According to FiveThirtyEight’s presidential approval tracker, 43.4 percent of Americans approve of the job Trump is doing as president, while 52.3 percent disapprove (a net approval rating of -8.9 points). At this time last week, 42.2 percent approved and 54.3 percent disapproved (a net approval rating of -12.1 points). One month ago, Trump had an approval rating of 41.2 percent and a disapproval rating of 54.8 percent, for a net approval rating of -13.6 points.

Generic ballot


In our average of polls of the generic congressional ballot, Democrats currently lead by 7.4 percentage points (48.7 percent to 41.3 percent). A week ago, Democrats led Republicans by 7.3 points (48.3 percent to 41.0 percent).
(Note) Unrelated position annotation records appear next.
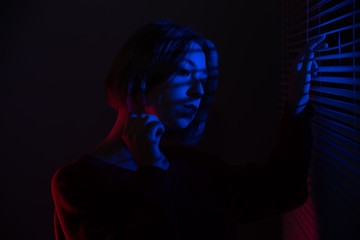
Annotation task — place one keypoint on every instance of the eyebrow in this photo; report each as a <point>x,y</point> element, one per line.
<point>193,65</point>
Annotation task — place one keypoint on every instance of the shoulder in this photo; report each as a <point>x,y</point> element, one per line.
<point>78,173</point>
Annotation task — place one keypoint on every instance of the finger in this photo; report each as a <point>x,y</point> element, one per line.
<point>138,124</point>
<point>155,129</point>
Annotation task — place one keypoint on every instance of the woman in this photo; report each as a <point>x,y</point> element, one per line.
<point>148,180</point>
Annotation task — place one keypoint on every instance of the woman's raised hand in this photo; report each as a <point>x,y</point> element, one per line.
<point>305,66</point>
<point>142,136</point>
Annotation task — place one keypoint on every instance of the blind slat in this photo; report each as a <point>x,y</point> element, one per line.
<point>343,80</point>
<point>338,56</point>
<point>336,103</point>
<point>340,5</point>
<point>339,69</point>
<point>334,91</point>
<point>340,117</point>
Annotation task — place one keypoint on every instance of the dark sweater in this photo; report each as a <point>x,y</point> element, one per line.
<point>198,197</point>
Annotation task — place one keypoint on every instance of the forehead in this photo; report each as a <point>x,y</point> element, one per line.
<point>195,56</point>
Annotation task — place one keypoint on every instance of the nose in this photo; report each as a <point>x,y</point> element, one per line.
<point>196,90</point>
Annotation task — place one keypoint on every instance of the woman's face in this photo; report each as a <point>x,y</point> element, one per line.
<point>176,103</point>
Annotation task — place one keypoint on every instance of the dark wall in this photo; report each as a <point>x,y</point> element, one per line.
<point>55,56</point>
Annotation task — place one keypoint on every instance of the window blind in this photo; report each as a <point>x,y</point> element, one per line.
<point>333,208</point>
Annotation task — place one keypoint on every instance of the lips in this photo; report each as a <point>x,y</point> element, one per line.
<point>191,107</point>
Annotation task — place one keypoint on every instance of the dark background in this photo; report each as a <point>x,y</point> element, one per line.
<point>55,56</point>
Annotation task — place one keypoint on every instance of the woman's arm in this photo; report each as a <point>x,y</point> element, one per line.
<point>85,208</point>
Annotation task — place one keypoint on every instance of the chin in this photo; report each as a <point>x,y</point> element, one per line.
<point>182,124</point>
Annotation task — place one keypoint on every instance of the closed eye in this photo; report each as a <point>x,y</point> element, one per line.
<point>184,72</point>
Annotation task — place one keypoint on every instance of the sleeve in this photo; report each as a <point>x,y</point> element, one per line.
<point>253,192</point>
<point>86,209</point>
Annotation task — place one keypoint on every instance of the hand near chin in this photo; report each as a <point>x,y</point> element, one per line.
<point>305,67</point>
<point>142,135</point>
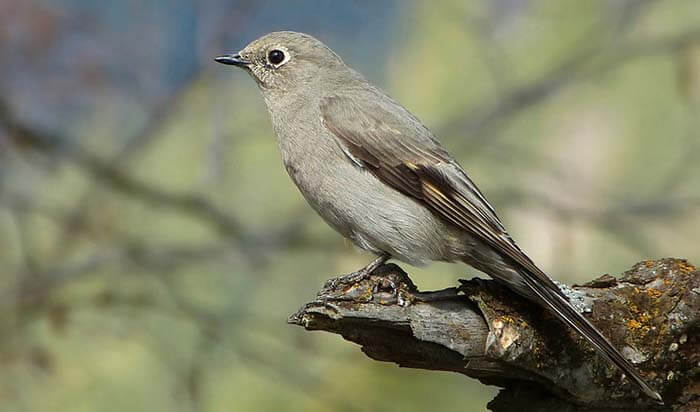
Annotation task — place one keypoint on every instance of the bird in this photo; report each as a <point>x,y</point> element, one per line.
<point>380,178</point>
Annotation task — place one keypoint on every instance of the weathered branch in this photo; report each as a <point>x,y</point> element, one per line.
<point>482,330</point>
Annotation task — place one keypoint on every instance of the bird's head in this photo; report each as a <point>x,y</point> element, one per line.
<point>284,61</point>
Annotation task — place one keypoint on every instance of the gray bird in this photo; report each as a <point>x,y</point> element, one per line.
<point>378,176</point>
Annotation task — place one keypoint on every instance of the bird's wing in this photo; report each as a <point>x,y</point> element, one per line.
<point>392,144</point>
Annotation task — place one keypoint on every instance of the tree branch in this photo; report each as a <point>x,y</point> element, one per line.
<point>484,331</point>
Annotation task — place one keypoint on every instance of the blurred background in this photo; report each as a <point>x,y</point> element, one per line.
<point>152,246</point>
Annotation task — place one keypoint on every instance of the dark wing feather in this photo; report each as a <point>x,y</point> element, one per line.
<point>401,152</point>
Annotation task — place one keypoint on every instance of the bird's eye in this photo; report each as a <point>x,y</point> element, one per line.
<point>275,56</point>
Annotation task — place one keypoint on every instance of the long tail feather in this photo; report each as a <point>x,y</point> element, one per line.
<point>560,307</point>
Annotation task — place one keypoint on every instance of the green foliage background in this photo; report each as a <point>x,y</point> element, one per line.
<point>137,302</point>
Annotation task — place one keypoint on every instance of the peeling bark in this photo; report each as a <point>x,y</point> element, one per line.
<point>482,330</point>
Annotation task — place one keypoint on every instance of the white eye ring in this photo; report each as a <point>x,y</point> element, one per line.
<point>277,56</point>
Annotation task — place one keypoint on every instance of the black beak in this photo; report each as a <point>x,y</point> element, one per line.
<point>232,59</point>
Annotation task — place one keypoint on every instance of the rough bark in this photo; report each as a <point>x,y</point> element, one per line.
<point>482,330</point>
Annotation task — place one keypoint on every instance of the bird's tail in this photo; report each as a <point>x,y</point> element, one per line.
<point>560,307</point>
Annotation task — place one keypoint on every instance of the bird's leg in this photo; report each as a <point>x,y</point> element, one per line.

At this time last month, voters preferred Democrats by 7.8 points (48.3 percent to 40.5 percent).

Make sure to check out FiveThirtyEight’s full presidential forecast; you can also see all the 2020 polls we’ve collected, including national polls, Florida polls, Michigan polls, Minnesota polls, North Carolina polls, Texas polls and … well … all the states, really.

UPDATE (September 4, 2020, 9:52 a.m.): This article was updated to include an ABC News/Ipsos poll released on Friday.